Beers and wines are always compared in different amounts. It is obvious that there are much too little nutritionists or dietitians that are beer lovers, for they would already have noticed that the beer experience has changed. It's no longer about quantity, but quality.
"And I drink my beer in a wine glass at home or in a restaurant, where my husband and I often share a bottle of 33 cl. Also, the restaurants that I coach as beer sommelier work with elegant glassware on the table. Nobody drinks 33cl with every course of a five-course menu."
Here are 2 charts to begin with (Het Nieuwsblad & De Standaard). According to one chart a wine lover only drinks 10 cl of wine, but that doesn’t seem accurate. The 17.5 cl in the other graph looks to me like a far better estimation. If we take the information from the chart and compare the drinks in the same amounts, you get a very different result:
- 1 beer 50 cl contains 215 calories: in the same amount as the wine, the beer contains only 71.5 calories compared to 126 calories of red wine
- 1 bottle of Duvel contains 198 calories: in the same amount of a glass of champagne, Duvel contains 66 calories instead of the 88 calories in champagne.
The Brewers of Europe, the European Brewers Federation, have decided that from now on she will list the calories in beer on the label. I have nothing against these rules, but it has to go both ways, same rules for wine and other alcoholic beverages. But this stirred up a lot of protest of the wine industry. I read in articles many reasons why they think that this rule shouldn’t apply to wine such as that wine is more sophisticated than beer, that people care more about the taste of wine than they do with beer. That is literally stepping on the already bleeding heart of our beer country.
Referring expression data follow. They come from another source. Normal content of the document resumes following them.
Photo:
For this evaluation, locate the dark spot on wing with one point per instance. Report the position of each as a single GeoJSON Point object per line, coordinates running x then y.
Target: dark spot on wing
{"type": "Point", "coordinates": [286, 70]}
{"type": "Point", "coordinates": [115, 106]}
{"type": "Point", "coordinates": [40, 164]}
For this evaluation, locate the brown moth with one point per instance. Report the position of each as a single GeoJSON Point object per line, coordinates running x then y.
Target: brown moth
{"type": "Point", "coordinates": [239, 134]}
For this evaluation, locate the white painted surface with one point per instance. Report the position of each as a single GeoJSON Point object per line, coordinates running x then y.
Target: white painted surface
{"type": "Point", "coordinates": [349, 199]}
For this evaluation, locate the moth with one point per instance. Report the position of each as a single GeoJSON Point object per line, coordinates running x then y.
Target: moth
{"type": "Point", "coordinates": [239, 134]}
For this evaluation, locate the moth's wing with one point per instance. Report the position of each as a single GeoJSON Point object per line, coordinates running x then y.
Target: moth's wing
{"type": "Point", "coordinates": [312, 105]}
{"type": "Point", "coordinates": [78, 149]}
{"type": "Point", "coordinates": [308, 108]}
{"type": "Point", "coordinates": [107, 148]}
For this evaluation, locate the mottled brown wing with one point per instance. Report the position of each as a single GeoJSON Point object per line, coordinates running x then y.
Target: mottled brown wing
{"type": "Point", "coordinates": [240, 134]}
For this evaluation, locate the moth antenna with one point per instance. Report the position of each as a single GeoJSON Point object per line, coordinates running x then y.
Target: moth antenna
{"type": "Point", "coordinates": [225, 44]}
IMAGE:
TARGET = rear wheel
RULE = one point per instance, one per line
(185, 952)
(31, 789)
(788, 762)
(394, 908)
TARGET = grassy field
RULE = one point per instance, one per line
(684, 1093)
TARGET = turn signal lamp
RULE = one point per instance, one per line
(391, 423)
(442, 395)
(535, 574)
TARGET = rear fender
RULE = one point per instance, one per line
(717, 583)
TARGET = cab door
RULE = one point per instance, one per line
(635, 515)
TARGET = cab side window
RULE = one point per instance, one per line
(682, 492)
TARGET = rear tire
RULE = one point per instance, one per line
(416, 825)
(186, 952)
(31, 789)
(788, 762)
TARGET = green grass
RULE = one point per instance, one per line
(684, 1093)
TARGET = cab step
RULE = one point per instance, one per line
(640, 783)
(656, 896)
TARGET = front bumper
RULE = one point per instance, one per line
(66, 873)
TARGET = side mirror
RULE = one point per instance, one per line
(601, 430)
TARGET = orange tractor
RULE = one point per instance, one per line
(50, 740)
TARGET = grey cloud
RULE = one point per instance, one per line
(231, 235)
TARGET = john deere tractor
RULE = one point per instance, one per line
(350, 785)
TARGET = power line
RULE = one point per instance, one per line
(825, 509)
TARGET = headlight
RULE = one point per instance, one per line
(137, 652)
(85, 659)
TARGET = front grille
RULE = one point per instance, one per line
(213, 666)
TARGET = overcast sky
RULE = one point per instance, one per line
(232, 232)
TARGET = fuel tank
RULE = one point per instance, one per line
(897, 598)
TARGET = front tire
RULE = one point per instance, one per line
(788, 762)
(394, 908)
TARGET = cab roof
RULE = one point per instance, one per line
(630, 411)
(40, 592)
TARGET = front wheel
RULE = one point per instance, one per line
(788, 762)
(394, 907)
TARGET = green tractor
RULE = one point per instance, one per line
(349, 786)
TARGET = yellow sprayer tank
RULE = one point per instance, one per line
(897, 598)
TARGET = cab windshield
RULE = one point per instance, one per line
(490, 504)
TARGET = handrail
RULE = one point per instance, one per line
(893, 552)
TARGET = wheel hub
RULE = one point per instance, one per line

And that proves there is still a lot of ignorance about this beautiful and refined product that beer really is.
One of the quotes: "The true wine lover will not drink less wine because of the calories" says the Belgian wine expert Alain Bloeykens. "For him only the flavor counts." Well, it may come as a surprise for Alain, but we also drink beer because of the taste.
"For the holidays and new years eve I can absolutely recommend a beer as an aperitif."
Do you serve refreshing beers such as Duvel, Saison Dupont or Averbode, or do you go for the sophisticated acidity of an old Geuze and old Kriek. Than I have very good news for you: the taste buds of your guests will be spoiled, without them having to to be worried about the calories.